The rest of them spent the time variously. Myra rebandaged LaWanda’s wounds. Piper cleaned his pipes and tried to nap; like Brock he tended to do that when he was stressed. Alec and Aikin explored the rest of the library. A few books they examined, and a few scrolls, but none could compare with the one they’d just located, though many bore illustrations of fabulous beasts or buildings, or strangely delineated maps that seemed to rise up to engulf them if they gazed at them too long. More than a few, too, fell away to dust upon being shifted, and one literally shocked the hell out of Aikin when he accidentally brushed it with a finger.
After that, they contented themselves with scouring the floor for interesting detritus: stray jewels, bits of enamel, general odd lots that could fit into pockets and packs. “Christmas shopping,” Aikin grinned, scooping up a wooden box through the crystal lid of which the board and pieces of an incredibly delicate chess set gleamed, wrought
of opal and hematite, with accents of silver and gold. “This stays with me.”
“Assuming Aife lets you keep it,” Alec cautioned, ambling back to where his troublesome lady was still turning pages in the center of the room. “Find anything?” he ventured, after watching her read a good minute longer. The script, he noted idly, was like nothing he’d ever seen, though Arabic calligraphy came closest. “He can’t have really written that,” he added, when Aife still didn’t reply. “You people can’t do art, remember?”

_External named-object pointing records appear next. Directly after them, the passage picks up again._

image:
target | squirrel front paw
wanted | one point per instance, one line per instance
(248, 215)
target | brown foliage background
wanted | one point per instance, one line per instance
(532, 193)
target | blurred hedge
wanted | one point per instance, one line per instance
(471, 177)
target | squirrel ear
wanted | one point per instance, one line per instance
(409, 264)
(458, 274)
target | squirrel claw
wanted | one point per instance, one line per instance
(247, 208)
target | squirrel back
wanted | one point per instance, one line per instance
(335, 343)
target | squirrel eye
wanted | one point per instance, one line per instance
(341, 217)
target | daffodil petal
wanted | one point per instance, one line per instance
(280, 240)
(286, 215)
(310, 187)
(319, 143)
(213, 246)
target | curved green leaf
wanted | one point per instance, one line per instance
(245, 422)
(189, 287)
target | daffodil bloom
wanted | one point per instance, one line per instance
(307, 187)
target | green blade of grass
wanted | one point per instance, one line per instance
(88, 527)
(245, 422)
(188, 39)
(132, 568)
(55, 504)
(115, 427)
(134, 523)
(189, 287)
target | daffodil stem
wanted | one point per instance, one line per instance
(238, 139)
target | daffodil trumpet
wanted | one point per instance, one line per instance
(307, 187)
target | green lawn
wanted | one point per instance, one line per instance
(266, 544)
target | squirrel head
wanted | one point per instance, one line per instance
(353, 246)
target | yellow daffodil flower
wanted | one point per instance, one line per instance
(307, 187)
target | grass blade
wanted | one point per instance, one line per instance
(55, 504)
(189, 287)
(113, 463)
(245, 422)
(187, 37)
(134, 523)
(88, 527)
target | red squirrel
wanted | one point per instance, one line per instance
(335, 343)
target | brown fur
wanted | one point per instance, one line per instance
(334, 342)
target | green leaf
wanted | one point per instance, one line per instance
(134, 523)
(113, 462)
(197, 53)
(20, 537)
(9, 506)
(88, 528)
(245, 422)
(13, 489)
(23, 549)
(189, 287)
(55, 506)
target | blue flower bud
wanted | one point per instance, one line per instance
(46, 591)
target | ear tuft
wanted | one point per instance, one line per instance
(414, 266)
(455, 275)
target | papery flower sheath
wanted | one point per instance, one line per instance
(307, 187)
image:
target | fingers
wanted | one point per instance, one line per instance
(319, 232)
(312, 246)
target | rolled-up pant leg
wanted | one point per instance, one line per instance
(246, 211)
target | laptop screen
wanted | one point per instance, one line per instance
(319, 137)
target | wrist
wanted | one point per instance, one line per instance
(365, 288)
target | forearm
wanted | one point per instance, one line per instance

Aife slowly raised her gaze to him. “Nor could many men duplicate those books you so admire. But like every possible endeavor, there is always someone who is best. And at calligraphy, Colin of Tir-Gat excelled.”
“In both Worlds,” Myra acknowledged.
“Maybe,” Alec gave back. “But don’t forget how much stuff we’ve lost: burned, and whatever. We lost the Alexandrine Library, and all those Greek plays; like, we’ll have one or two masterpieces by somebody like Aeschylus, but they might’ve written fifty or more. And don’t forget how much the Vikings liked sacking monasteries. Shoot, they were full of things like the Ardagh Chalice, but they just wanted ’em for the gold and precious stones.”
“Don’t forget the Spaniards in the New World, either,” LaWanda broke in. “What was it? A room full of gold ornaments melted down to ransom the Inca, and they killed him anyway? And those incredible illuminated codices they burned in Mexico just ’cause they were pagan.”
“Which is all very interesting,” Myra sighed, looking at Aife intently. “But what, exactly, does it say?”
“I…cannot say,” Aife replied sadly. “That is, something forbids me. I know the words when I see them, but they sink into my brain before I can comprehend them. Perhaps I might know them if I actually tried to command the Silver Tracks, but that I dare not do, not now, now here.”
Alec gnawed his lip. “So you haven’t learned anything we can actually use?”
Aife shrugged. “I have learned how to locate one of these Tracks when in another World, or at least how Colin did it while in Faerie, which this is not. And more importantly, I learned that to work them, Colin utilized a well that once occupied the top of this tower. Beyond that, I am not certain if I do not know, or if I read and can no longer recall.”